The alternative to the O-Grid would be a C-Grid embedded in an O-Grid.
Greetings
Ivan
Interesting to find someone else working on exactly this, Ivan.

It's been a busy Easter weekend - I haven't gotten anything done since I last posted.

Currently I'm revisiting my mesh, trying to make it better.

ehsan April 17, 2012 04:39

Force coefficient
 
Hello

Once we try to calculate lift and drag coefficient with force command inside the controlDict of simplefoam, I encountered the error that force.c could not find rho. I like to know how I could get forces for incompressible flow solutions (done with simplefoam).

Thanks

Ivanet April 17, 2012 05:09

Quote:

Originally Posted by ehsan (Post 355079)
Hello

Once we try to calculate lift and drag coefficient with force command inside the controlDict of simplefoam, I encountered the error that force.c could not find rho. I like to know how I could get forces for incompressible flow solutions (done with simplefoam).

Thanks

Try it again including this in your controlDict
rhoName rhoInf;
rhoInf 1.225; //density of your fluid

Good luck
Ivan

ehsan April 17, 2012 08:53

Thanks a lot

jferrari April 17, 2012 09:26

A friend of mine has provided me with a beautiful structured mesh of a NACA 0012 airfoil in an O-grid I'll post a link to it when I'm home and have access to my files). He built it in gridgen and converted it to openfoam format, which created all boundaries as a single patch. I'm currently working to get this mesh more usable - using autoPatch and/or createPatch.

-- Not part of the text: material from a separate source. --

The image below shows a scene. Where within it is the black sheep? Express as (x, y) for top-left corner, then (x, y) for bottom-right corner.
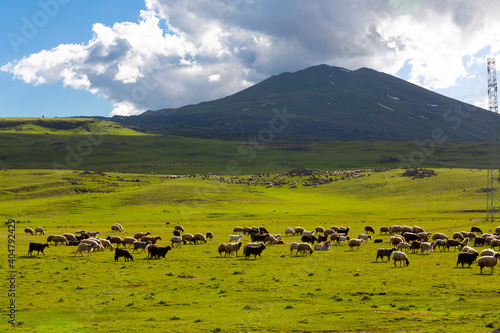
(115, 248), (134, 261)
(457, 252), (479, 267)
(28, 242), (50, 256)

I just wanted to keep this thread updated for anyone following.

Farshad585 April 17, 2012 17:53

lift & drag coefficients
 
Hi
I'm a new user in OpenFOAM. I've run NACA0012 by using simpleFoam. I used a common file to compute lift and drag coefficients. but my lift and drag coefficients are too low. I think it is related to Aref & lref in computing the coefficients. could anyone tell me what should i do for Aref & lref?
thanks alot

jferrari April 17, 2012 19:53

Farshad, not sure what you mean by common file. You should be using the forces library that's already in OpenFOAM. If you think that the problem is with lref or Aref, you can compare those values to those that you have in your geometry.

wangqiangele April 18, 2012 00:52

Dear vkrastev,

My model is a 3D twisted and tapered blade. How could I get the Cl, Cd at specific section?


Best regards,
Qiang Wang

Ivanet April 18, 2012 06:58

Quote:

Originally Posted by wangqiangele (Post 355283)
Dear vkrastev,

My model is a 3D twisted and tapered blade. How could I get the Cl, Cd at specific section?


Best regards,
Qiang Wang

You should do a patch for the specific section you are interested in and then use the forces lib.